Gearhead Kölsch by Sager Beer Works (Rochester, NY), 4.9% ABV, a more traditional golden ale that is easy-drinking with a light maltiness and a hopped-finish. Quite lovely!
Passion Fruit Kölsch by New Belgium Brewing Company (Fort Collins, CO), 4.3% ABV, this is fruity, refreshing, and the epitome of a patio beer in the summer. The tropical notes of the passion fruit are not at all overpowering and lend a nice body to the beer.
Oceans of Patience by Mikkeller Brewing NYC (Flushing, Queens, NY), 5% ABV, this particular American-Kölsch is right on the money. It’s definitely the most similar to a traditional Cologne-based Kölsch that I have sampled to date. Light, refreshing, balanced, crisp.

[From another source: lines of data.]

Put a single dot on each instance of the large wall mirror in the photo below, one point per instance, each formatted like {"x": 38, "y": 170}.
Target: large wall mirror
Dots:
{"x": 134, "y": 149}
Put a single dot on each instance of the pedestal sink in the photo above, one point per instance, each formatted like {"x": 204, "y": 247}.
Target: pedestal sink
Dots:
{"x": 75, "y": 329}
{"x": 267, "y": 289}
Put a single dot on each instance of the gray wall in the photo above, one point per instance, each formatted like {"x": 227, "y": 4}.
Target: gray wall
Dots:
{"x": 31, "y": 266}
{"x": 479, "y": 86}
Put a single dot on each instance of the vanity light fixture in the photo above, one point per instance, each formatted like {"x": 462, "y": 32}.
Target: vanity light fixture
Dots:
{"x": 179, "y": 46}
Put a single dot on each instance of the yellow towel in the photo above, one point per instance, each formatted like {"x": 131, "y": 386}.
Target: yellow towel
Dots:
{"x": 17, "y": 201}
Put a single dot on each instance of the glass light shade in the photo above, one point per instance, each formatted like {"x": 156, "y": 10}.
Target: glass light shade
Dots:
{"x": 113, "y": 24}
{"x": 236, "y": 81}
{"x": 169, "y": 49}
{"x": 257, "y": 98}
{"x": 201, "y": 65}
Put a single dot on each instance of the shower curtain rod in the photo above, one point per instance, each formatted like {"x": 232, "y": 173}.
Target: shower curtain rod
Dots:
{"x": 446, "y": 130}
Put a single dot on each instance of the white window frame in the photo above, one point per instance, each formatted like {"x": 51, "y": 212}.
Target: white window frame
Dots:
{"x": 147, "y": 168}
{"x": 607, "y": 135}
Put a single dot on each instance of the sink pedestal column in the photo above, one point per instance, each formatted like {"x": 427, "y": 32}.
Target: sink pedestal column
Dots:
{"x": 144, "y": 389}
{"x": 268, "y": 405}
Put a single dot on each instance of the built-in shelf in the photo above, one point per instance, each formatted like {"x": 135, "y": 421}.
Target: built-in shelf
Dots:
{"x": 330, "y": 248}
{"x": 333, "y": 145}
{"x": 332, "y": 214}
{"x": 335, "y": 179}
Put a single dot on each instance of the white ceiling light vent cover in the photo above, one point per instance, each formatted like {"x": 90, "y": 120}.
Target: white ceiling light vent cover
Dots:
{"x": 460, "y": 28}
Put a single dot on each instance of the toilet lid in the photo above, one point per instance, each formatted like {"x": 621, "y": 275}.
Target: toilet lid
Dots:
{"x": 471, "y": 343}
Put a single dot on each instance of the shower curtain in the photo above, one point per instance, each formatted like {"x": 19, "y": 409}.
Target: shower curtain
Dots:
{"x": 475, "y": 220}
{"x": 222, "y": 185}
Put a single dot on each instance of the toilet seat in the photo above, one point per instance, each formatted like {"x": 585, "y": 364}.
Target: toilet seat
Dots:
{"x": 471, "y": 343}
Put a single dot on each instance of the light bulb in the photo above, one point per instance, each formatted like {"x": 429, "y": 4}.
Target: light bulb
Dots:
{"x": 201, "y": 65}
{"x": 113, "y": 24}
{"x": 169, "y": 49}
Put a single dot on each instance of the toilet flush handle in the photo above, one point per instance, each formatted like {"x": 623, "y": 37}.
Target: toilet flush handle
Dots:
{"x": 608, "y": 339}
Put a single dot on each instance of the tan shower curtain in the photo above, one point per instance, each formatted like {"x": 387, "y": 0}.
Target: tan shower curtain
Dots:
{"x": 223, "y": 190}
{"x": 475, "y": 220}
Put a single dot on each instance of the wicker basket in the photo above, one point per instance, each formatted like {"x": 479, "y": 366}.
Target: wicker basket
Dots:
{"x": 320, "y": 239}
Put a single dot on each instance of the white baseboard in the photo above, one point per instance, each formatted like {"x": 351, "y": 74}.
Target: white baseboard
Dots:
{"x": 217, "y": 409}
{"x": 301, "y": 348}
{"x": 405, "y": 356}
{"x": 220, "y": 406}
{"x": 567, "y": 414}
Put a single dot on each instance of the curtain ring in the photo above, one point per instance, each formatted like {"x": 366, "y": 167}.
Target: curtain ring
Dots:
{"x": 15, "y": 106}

Peach Kölsch by Stoneyard Brewing Company (Brockport, NY), 5% ABV, this Kölsch is light, with subtle peach notes as advertised, with a slightly earthy base throughout. And if you’re lucky enough to find it, there may still be a few 4-packs kicking around our local Wegmans stores!
To sum it up, If you haven’t had the opportunity to try a Kölsch beer up to this point, you should definitely do so before summer officially runs out. There’s still plenty of time this September for a refreshing beer to be had after mowing the lawn, lounging in your hammock, or floating in your kayak. Cheers to the last little bit of summer left in CNY!